Arguments pertinents :
1. Sur la mise hors de cause de la société Electricité de France :
La Cour a souligné que même si la société n'était ni propriétaire ni exploitante des installations concernées, elle ne peut pas être considérée comme manifestement étrangère au litige potentiel qui pourrait découler de l'expertise ordonnée. La décision rappelle que les parties qui ne sont pas manifestement étrangères à un litige pertinent doivent être appelées en qualité de parties à toute expertise. "La société Electricité de France, alors même qu'elle ne serait ni propriétaire ni exploitante des installations en cause, ne peut être regardée comme manifestement étrangère à un tel litige."
2. Sur l'utilité de la mesure d'expertise :
La Cour a jugé que l'expertise demandée était utile au regard des risques pour la santé liés à l'exposition à des champs électromagnétiques. Elle fait valoir que la corrélation statistique entre l'exposition à de tels champs et des pathologies constitue un motif valable de procéder à cette expertise. "Il convient d'attirer l'attention sur les risques potentiels pour la santé et notamment à la mise en évidence d'une corrélation statistique significative."
Interprétations et citations légales :
L'affaire repose sur l'interprétation de l'article R. 532-1 du code de justice administrative. Ce texte permet au juge des référés d'ordonner des mesures d'instruction utiles à la lumière d'un litige principal potentiel, même en l'absence de décision administrative préalable.

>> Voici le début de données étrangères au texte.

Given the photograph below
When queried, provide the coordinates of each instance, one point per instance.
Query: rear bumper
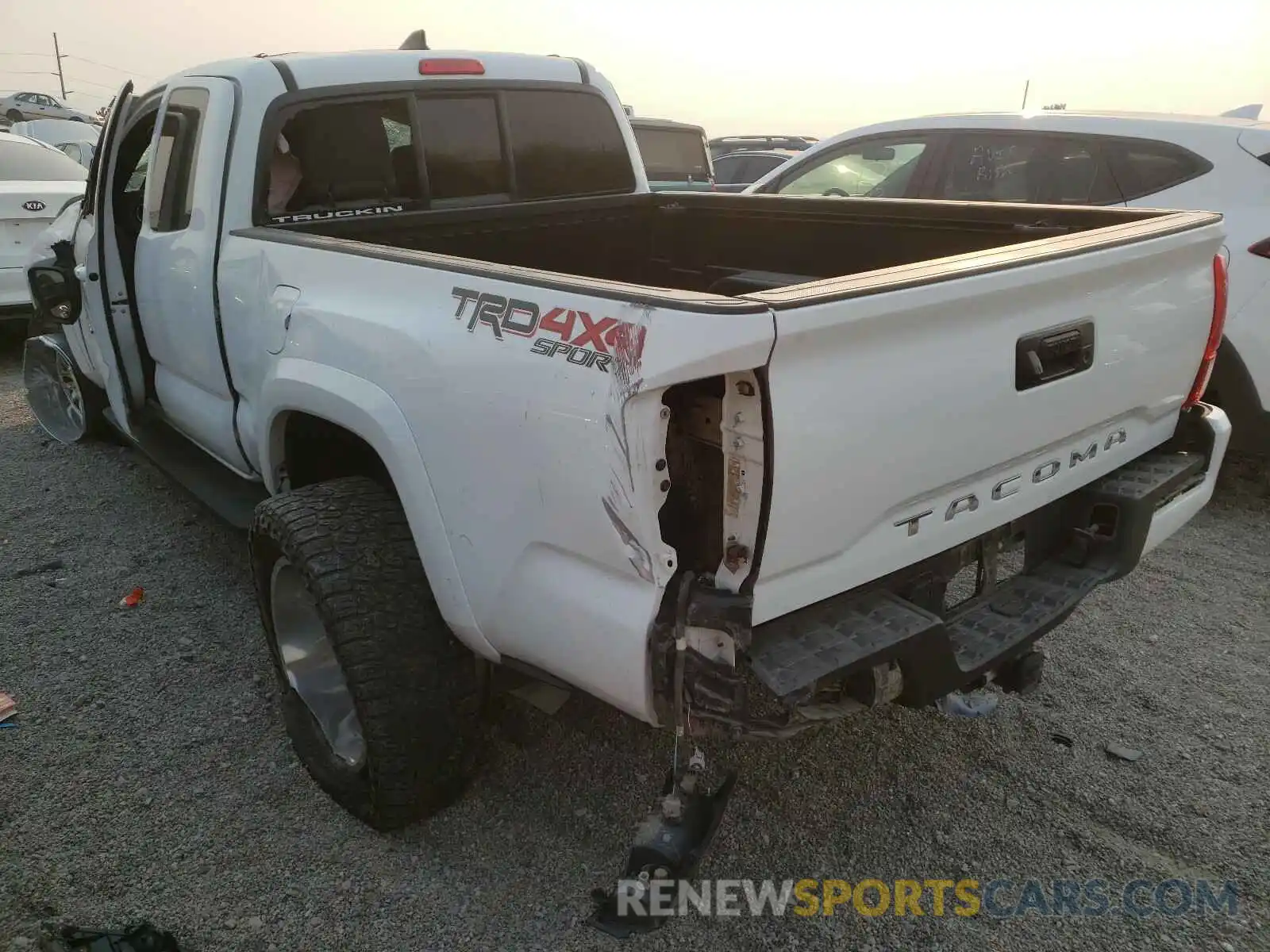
(1170, 517)
(893, 639)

- Code de justice administrative - Article R. 532-1 : "Le juge des référés peut, sur simple requête et même en l'absence de décision administrative préalable, prescrire toute mesure utile d'expertise ou d'instruction."
La décision de la Cour fait également écho à la nécessité d'évaluer les parties qui pourraient être impliquées dans un futur litige, en insistant sur le fait que la société Electricité de France, même sans lien direct avec les installations litigieuses, conserve un intérêt à être partie à l'expertise :
- Code de justice administrative - Article L. 511-2 : Invitation à prendre en compte les intérêts en jeu pour une expertise au regard du risque affiché, soulignant que les parties ayant un lien indirect avec les faits doivent aussi être entendues.
Ainsi, la décision montre l'importance de la protection des droits des citoyens face aux risques environnementaux et à la santé, ainsi que le rôle des juridictions administratives pour garantir une instruction complète avant de statuer sur le fond d’un litige.